Les géants du web percent notre intimité et conditionnent nos façons de penser. A la maison où à l’école, leurs produits nous facilitent la vie mais dictent notre futur.
Il faudra bien s’y habituer. Nos maisons accueilleront sous peu de nouveaux occupants. Non qu’il s’agisse de faire place à de nouveaux individus mais plutôt à de nouvelles machines, mi-hommes mi-robots, censées être aux petits soins pour toute la famille. Qu’ils se nomment Alexa (Amazon), Google Home (Google), Siri ou Home Pod (Apple), ce sont le plus souvent de douces voix féminines rassurantes qui nous écoutent et nous viennent en aide pour toutes sortes de demandes, façon concierge d’un hôtel de luxe. Pour conquérir ce nouveau marché des objets connectés pour la maison, Google a lancé début août Google Home, l’enceinte connectée avec assistant virtuel, devançant l’arrivée en France de ses principaux concurrents, à commencer par « Echo » d’Amazon. Si sur la forme, rien de bien révolutionnaire ne se dégage de cet objet cylindrique haut d’à peine quelques centimètres, la force de ces objets se cache à l’intérieur. Dotés de fonctionnalités de reconnaissance vocale et intégrant de l’intelligence artificielle, ils sont à même d’effectuer différentes tâches, comme lancer un morceau de musique, effectuer une recherche sur Internet, prendre des rendez-vous et les ajouter dans un agenda personnel, piloter les appareils connectés de la maison (luminaires, stores, chauffage…) tout en emmagasinant, au fil des requêtes, des sommes colossales d’informations personnelles.

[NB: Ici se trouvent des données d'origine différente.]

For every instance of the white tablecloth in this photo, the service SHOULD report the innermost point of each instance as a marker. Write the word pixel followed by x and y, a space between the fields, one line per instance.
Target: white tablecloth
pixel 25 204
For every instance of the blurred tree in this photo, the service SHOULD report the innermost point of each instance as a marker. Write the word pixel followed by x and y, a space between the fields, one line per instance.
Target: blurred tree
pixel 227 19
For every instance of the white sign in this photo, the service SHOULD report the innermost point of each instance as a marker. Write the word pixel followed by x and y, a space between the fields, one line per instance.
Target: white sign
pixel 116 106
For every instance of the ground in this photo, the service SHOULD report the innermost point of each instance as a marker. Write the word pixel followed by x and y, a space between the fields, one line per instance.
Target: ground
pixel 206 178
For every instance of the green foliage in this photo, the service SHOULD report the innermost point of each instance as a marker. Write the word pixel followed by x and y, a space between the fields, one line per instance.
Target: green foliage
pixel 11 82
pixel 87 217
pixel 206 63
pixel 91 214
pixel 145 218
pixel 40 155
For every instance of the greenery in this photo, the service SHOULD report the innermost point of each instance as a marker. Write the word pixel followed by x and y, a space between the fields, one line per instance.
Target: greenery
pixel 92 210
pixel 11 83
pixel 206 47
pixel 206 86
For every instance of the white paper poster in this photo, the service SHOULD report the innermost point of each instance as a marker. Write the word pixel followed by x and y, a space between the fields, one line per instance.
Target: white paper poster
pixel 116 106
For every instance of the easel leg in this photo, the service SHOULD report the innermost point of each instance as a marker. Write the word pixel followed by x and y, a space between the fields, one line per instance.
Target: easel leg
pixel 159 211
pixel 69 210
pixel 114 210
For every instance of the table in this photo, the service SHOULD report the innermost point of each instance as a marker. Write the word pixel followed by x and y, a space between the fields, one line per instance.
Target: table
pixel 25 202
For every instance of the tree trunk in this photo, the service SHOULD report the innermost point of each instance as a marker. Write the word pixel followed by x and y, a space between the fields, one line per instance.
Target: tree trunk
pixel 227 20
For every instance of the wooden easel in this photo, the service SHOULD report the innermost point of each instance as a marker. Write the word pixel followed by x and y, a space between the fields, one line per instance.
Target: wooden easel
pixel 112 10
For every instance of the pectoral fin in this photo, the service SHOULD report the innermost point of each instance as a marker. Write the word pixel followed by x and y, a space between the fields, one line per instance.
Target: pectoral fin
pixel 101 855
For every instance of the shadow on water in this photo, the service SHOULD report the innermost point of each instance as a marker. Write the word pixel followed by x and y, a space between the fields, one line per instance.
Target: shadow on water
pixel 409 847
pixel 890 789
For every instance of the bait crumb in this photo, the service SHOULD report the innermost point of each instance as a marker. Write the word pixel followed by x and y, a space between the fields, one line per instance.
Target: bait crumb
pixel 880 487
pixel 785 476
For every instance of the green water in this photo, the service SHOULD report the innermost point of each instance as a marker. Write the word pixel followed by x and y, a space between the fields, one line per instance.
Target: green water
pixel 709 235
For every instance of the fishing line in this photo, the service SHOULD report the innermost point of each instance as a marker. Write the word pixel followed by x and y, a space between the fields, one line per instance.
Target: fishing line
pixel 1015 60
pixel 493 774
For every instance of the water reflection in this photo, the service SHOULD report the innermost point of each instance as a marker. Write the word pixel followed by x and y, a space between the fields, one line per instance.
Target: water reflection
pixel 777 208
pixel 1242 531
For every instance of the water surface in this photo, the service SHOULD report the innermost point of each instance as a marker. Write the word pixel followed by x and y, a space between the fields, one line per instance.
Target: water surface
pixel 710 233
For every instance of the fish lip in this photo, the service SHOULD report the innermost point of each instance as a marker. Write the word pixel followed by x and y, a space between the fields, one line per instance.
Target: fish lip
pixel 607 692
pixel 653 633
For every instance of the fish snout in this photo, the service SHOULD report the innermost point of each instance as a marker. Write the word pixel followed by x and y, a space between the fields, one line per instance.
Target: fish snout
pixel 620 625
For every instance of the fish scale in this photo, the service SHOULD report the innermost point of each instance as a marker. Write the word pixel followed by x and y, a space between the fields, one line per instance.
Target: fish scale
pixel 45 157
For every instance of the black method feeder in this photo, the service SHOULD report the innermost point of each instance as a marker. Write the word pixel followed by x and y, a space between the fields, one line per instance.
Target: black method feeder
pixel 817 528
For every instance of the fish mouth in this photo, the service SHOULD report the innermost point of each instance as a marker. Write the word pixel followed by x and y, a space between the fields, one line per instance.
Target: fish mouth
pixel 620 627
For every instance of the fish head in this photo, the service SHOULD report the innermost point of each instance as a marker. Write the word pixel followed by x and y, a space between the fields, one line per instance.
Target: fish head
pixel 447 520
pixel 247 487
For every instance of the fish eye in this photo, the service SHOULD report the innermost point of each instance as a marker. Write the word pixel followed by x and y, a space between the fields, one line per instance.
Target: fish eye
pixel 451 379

Si c’est gratuit, c’est parce que le produit c’est vous
Si le marché de la domotique est encore modeste[1], il est appelé à grossir rapidement au fur et à mesure que les objets connectés de toutes natures (électroménagers, wearables liés à la santé…) vont commencer à envahir notre quotidien. C’est sur ce marché prometteur que les géants du web se positionnent à présent. Pour les GAFAM (Google, Apple, Facebook, Amazon et Microsoft), l’enjeu n’est pas seulement de vendre du hardware mais plutôt réussir à placer ces machines au cœur de chaque foyer pour tout apprendre sur les habitudes de vie et de consommation des membres de la famille. Cette connaissance fine qui vaut de l’or. Avec Google Home, la formule « Si Google est gratuit, c’est parce que le produit c’est vous » ne se dément pas. Moyennant 149 euros, les heureux possesseurs d’une Google Home invitent l’intelligence artificielle à pénétrer au cœur de leurs maisons en lui ouvrant les portes de notre intimité via le recueil permanent de données de toutes sortes. Cette voix suave et zélée dont le seul but est de nous rendre la vie plus facile saura, enregistrera et se souviendra de progressivement presque tout. A ce titre, celle-ci influencera nos comportements en nous rendant paresseux, voir dépendants. Comme Google Home sait nous rappeler qu’il « apprend encore ». Les prochaines versions tireront parti des données recueillies auprès des utilisateurs pour améliorer le service. A chacun d’estimer si les avantages de ces nouveaux majordomes virtuels l’emporteront sur les inconvénients liés à la maîtrise de notre libre-arbitre.
A l’école des GAFAM
La percée des GAFAM dans notre quotidien est appelée à prendre de l’ampleur. Depuis quelques semaines, la Direction du numérique éducatif du ministère de l’éducation nationale[3] a autorisé les chefs d’établissements à avoir recours aux outils pédagogiques proposés par Google ou Microsoft. Si cette ouverture aux services numériques fournis par les grands fournisseurs du web n’est pas une nouveauté, l’affaire suscite néanmoins de nombreuses réactions à commencer par celle de la CNIL qui, dans un communiqué[4], « appelle à un encadrement des services numériques dans l’éducation… qui puisse fixer un cadre de régulation adapté qui protège de façon effective les données personnelles des élèves et de enseignants. ». Si le débat n’est évidemment pas d’être pour ou contre à la numérisation de l’école – on ne peut qu’être que favorable au fait que les technologies numériques sont un outil formidable au service d’une pédagogie renouvelée. La question est évidemment celle du contrôle et de la maîtrise de ces outils.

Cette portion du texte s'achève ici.